Ömer: Gallo'cum bebeksi cildini neye borçlusun?
Şimdiye kadar hep en başından sonuna doğru akıp gitmeyi
alışkanlık edindiğim bölüm yorumuma bu sefer kendimi maalesef ki
dizginleyemeyerek sondan başlamış bulunuyorum. Ömer’in, bu bölüme dek hakkında
abartılırken Nirvana’ya ulaşılmış Fikret Gallo’ya bakışları göğsümde bir
şeyleri yerinden söktü aldı desem yeridir. Doğrusunu söylemem gerekirse Gallo’yu
ben kesinlikle böyle hayal etmemiştim. Asil eski sevgili İz’in arkasından
salladığımız mendillerdeki gözyaşı daha kurumamışken, serseri serbest stilli
dişi bir Gallo güzel olmadı, hiç olmadı, bildiğiniz olmadı.

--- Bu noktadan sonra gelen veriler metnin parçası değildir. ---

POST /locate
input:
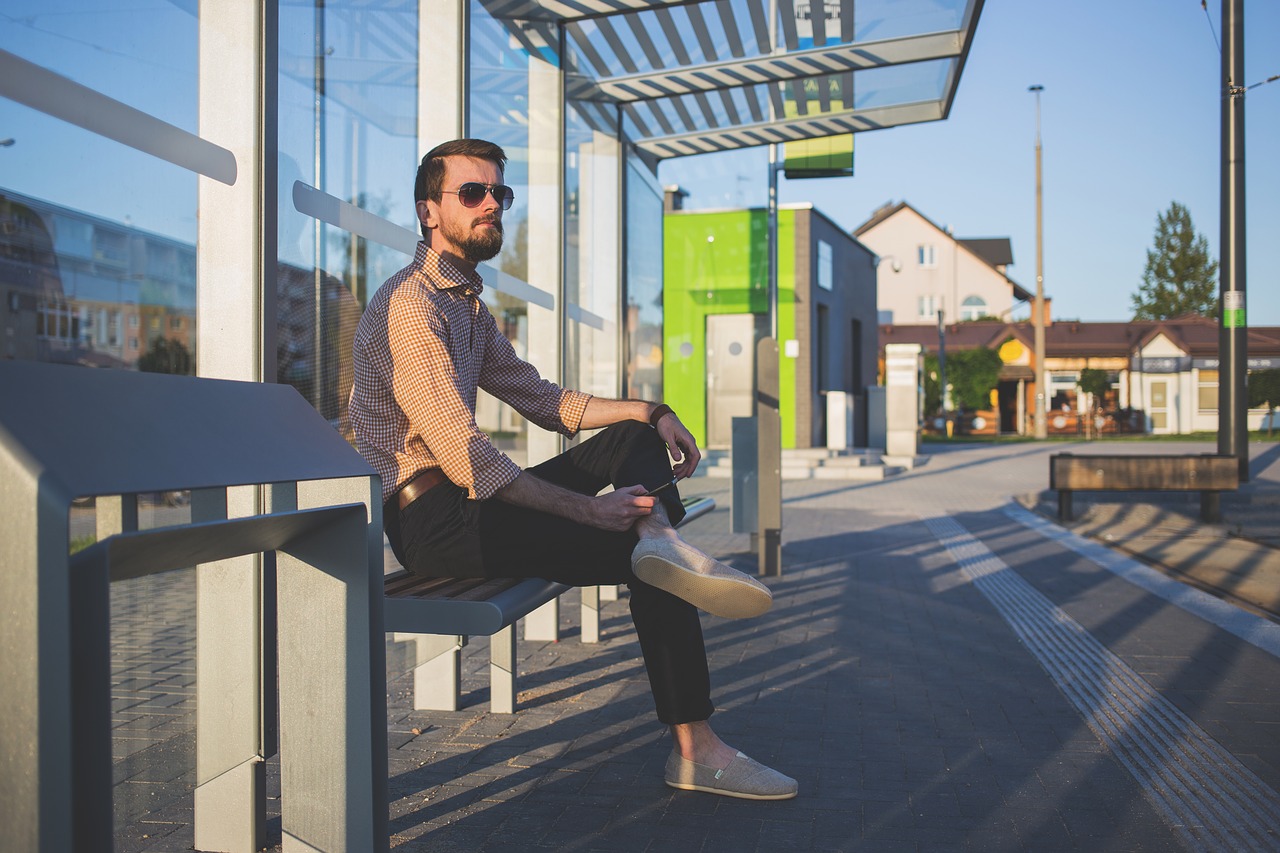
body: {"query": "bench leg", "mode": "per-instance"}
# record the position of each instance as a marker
(1211, 506)
(502, 671)
(590, 614)
(543, 624)
(437, 671)
(1064, 505)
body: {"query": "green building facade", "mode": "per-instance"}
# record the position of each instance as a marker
(716, 306)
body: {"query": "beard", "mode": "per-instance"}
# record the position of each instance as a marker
(476, 246)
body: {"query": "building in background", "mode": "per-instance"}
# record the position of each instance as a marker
(1164, 374)
(926, 270)
(716, 308)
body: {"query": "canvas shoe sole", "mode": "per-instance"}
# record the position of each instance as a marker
(705, 583)
(744, 778)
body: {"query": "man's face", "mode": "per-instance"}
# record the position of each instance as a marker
(470, 233)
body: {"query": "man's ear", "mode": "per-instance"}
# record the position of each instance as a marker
(426, 215)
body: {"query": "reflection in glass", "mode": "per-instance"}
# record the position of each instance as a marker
(97, 261)
(643, 284)
(348, 124)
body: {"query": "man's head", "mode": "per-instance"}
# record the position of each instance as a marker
(460, 195)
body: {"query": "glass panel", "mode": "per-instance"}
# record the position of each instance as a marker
(348, 127)
(1206, 393)
(499, 113)
(643, 288)
(592, 256)
(97, 261)
(503, 54)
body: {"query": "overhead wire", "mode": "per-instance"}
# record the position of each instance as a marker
(1219, 45)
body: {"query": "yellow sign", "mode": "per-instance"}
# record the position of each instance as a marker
(1011, 351)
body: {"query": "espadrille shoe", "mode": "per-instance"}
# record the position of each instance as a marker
(705, 583)
(743, 778)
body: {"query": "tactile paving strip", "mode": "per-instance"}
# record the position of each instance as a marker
(1206, 794)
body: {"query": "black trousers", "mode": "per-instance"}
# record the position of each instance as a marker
(444, 534)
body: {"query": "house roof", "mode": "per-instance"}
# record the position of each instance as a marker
(995, 252)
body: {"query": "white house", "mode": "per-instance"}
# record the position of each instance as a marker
(924, 270)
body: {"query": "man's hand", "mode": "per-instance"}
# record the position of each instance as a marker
(681, 445)
(621, 509)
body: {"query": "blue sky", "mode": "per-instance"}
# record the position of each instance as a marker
(1130, 122)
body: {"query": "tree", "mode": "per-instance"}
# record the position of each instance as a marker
(1180, 277)
(972, 375)
(1096, 383)
(932, 384)
(167, 356)
(1265, 391)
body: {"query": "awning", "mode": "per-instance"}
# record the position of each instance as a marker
(718, 74)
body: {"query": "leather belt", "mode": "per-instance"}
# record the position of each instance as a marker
(420, 486)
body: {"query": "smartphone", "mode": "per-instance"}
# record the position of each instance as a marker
(661, 488)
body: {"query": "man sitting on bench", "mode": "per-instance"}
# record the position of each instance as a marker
(456, 506)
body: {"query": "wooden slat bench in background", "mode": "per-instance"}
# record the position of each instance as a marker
(1207, 474)
(434, 616)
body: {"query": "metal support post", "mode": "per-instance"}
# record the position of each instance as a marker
(769, 457)
(1233, 429)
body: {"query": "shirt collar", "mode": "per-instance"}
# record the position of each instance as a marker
(446, 276)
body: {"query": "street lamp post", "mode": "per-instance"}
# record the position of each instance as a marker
(1038, 315)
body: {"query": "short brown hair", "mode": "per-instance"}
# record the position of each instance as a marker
(430, 172)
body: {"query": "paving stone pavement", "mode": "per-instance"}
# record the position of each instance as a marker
(895, 678)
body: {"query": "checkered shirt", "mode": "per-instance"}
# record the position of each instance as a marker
(423, 347)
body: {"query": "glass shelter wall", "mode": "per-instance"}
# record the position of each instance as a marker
(347, 136)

Moda dehası dediler, bir sürü övgü bir şeyler, kızın kendi
adına verilmiş davete gelirken giydiği kıyafete bakınca "moda bu ise ben yokum"
dedim resmen. Millete dikiyor arta kalanı da üzerine çatal iğneyle falan tutturuyor herhalde. Ayrıca
Sapanca’daki o otelde bu kız mı kalmış yani şimdi? Bir sürü gerginlik yaratıldı,
o Fikret Gallo denildi… Bu sülalesi rahat kız için miymiş hepsi? Dedim ya hiç
beklentilerimi karşılamadı Fikret Hanım. Ben daha ağır, daha oturaklı, daha dişi bir şey
bekliyormuşum sanırım. Her şeyden önce kadın olmasını beklemiyordum zaten
de neyse artık alışacağız buna da ne
yapalım...
Ay nasıl alışayım efendim, nasıl alışayım! Hayır Fikret Gallo'yu kadın yaptınız, ona bir şey diyeceğim yok hobi olarak yine yapın da neden Ömer'in aklını çelmelik, esas çiftin arasına sokmalık bir karakterde yapıyorsunuz siz onu diyin hele bana. Yok efendim kalabalıktan bunalmışmış da, yok beni buradan kaçırsanaymışmış da, yok daha evvel serseri serseri takılırken orasını burasını kırmışmış da, yok neymiş bisikletle ulaşıyormuş her yere Ömüş’üme de öneriyormuşmuş da mış mış da, muş muş. Aslında kızda da yok ki bir kabahat, “Biz Fiko ile Ömer’iz” diye tutturmadı Allah’tan. Gayet mesafeli normal bir şekilde davrandı. Suç bizim oğlanda. Kıza bakışı, süzüşü aklıma geldikçe o boncuk gözleri oyup elime tespih yapasım geliyor! Ah Ömer’im ah! Defne’yi hazır yakalamış evine kapatmışken nasıl olsa o cepte diye kovalayacak başka heyecan mı aradın sen ne yaptın ben anlamadım ki? Sen üç milyar milyon sen bu Gallo’ya niye öyle baktın?
Yazı devam ediyor..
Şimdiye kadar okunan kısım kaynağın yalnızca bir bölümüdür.